The purchase of a property may be the largest investment a consumer makes in his or her lifetime; it could also be business as usual for a large investment company. Either way, an integral part of that transaction is assessing for and protecting against risk – both of which are addressed by securing title insurance.
Historical Problems
Prior to the institution of title insurance, purchasing real estate in the United States was a far riskier venture. During a property transaction, conveyancers would establish the rights of title to a property based on public records searches or other property abstracts. The title would necessarily be cleared of any liens, rights or other encumbrances prior to conveying the property to new buyers or lending against the property; however, with limited resources and no insurance backing, the risk of losing a property due to unresolved issues was still significant. Additionally, if an unresolved issue caused problems, the harmed borrower or lender would have to prove legal negligence in order to collect damages from the conveyancer for his or her errors, which can be difficult.
Watson v. Muirhead
Although it now protects land purchases across the United States (as well as other areas of the globe), the practice of insuring title began after a Pennsylvania Supreme Court ruling in 1868. The case, Watson v. Muirhead, 57 Pa. 161, settled the matter of ownership over a property purchased after an “abstract of title,” or title records search, was conducted. During his research, the transaction conveyancer found a lien on the title, which he then turned over to an attorney for legal opinion. The attorney advised that the judgment was not in fact a valid lien. With this assurance, the conveyancer and purchaser completed the transaction.
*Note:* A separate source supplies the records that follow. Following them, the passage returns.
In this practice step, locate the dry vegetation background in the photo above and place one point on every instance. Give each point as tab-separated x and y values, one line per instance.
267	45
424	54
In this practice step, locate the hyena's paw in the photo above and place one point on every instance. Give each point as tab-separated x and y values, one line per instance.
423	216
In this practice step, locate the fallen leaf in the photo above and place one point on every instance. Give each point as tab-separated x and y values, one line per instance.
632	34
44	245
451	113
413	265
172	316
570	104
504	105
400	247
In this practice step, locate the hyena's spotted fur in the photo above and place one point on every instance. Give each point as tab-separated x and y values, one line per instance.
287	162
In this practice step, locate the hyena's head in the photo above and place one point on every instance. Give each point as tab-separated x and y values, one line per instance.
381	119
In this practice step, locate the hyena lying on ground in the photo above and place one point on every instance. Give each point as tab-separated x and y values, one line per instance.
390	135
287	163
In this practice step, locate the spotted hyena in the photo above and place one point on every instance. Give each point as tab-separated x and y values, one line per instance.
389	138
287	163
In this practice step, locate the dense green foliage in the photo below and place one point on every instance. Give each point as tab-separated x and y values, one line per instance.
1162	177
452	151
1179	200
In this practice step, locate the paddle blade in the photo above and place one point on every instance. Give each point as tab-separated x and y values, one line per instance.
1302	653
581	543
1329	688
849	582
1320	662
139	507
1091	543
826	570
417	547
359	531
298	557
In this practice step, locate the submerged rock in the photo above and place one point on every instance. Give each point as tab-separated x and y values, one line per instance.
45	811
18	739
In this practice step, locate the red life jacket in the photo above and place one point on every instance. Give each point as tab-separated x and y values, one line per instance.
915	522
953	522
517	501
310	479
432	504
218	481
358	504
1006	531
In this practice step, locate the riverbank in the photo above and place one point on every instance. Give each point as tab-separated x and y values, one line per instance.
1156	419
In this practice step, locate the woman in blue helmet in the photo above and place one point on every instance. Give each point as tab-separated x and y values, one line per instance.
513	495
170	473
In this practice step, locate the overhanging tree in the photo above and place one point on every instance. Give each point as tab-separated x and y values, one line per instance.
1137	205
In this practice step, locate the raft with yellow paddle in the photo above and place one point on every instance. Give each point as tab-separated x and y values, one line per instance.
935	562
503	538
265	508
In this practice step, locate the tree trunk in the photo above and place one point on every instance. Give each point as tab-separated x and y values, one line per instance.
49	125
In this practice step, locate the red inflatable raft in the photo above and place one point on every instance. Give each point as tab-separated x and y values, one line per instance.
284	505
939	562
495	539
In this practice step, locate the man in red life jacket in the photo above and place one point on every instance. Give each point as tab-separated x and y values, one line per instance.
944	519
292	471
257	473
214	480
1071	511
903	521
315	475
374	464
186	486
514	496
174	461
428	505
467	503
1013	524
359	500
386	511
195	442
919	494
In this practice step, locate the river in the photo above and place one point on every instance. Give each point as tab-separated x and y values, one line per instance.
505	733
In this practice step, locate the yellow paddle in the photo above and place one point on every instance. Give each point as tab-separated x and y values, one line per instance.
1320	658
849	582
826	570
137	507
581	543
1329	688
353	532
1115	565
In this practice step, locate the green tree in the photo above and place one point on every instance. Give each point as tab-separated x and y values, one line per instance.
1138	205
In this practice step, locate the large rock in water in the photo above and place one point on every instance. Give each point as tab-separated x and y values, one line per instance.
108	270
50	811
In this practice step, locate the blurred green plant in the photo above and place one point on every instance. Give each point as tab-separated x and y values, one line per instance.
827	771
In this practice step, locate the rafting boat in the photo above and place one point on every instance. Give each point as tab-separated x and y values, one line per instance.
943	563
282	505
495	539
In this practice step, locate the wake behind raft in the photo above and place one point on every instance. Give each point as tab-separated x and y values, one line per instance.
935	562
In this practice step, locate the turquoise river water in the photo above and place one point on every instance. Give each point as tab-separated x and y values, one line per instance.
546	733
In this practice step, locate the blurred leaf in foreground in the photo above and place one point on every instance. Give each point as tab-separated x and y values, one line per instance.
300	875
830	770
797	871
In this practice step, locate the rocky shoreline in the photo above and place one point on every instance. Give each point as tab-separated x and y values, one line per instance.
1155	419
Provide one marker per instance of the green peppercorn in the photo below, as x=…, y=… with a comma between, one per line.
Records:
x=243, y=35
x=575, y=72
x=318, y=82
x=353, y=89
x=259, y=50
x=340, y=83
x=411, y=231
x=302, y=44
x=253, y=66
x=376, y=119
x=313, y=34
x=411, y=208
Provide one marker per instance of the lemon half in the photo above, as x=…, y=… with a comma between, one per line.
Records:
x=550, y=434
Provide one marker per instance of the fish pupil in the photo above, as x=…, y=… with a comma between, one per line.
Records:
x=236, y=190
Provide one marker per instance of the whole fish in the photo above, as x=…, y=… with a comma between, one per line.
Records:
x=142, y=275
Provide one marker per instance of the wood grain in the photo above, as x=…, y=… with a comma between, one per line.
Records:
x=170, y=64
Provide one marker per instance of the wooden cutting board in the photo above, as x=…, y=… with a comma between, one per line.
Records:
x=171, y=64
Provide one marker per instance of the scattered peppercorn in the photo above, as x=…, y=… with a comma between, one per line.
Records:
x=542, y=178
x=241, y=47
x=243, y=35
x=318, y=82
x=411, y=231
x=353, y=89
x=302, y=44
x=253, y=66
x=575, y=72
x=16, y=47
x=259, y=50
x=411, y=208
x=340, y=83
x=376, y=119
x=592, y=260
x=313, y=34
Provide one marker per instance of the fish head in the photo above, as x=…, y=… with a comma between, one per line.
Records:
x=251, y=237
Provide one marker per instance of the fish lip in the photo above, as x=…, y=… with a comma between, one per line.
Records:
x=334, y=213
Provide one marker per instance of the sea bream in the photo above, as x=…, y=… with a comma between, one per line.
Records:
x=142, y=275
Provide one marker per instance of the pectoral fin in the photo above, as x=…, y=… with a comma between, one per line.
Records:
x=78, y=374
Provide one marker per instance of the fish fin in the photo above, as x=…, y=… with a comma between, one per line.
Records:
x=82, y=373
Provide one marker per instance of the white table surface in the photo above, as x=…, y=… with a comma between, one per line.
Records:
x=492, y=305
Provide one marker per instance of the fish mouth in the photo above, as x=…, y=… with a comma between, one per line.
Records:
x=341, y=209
Not long afterward, the property was sold at a Sherriff’s sale in order to pay off the lien, which was in fact lawful.
The court ruled that the lien, and thus the Sherriff’s sale, was indeed lawful, and the conveyancer involved in the transaction was not held liable for misinformation because the legal standard was “negligence,” or failure to act with due care. Since the conveyancer had relied upon an attorney’s opinion that the lien was invalid, the conveyancer had used due care — even if he was incorrect.
The First Title Insurance Company
The judgment, and subsequent loss to the purchaser, then prompted a group of Philadelphia conveyancers to establish a way to protect the innocent buyers of real property. In 1876, this group formed the first title insurance company, whose mission it was to protect “the purchasers of real estate and mortgages against losses from defective title, liens and encumbrances,” and added, “through these facilities, transfer of real estate and real estate securities can be made more speedily and with greater security than heretofore.”
Shortly thereafter, title insurance companies became established in other large metros throughout the United States, including New York City, Chicago, Minneapolis, San Francisco and Los Angeles.
The Birth of First American
In 1889, just over 20 years after the birth of title insurance in the United States, the Orange County Title Company was established; the original predecessor to First American Title Insurance Company.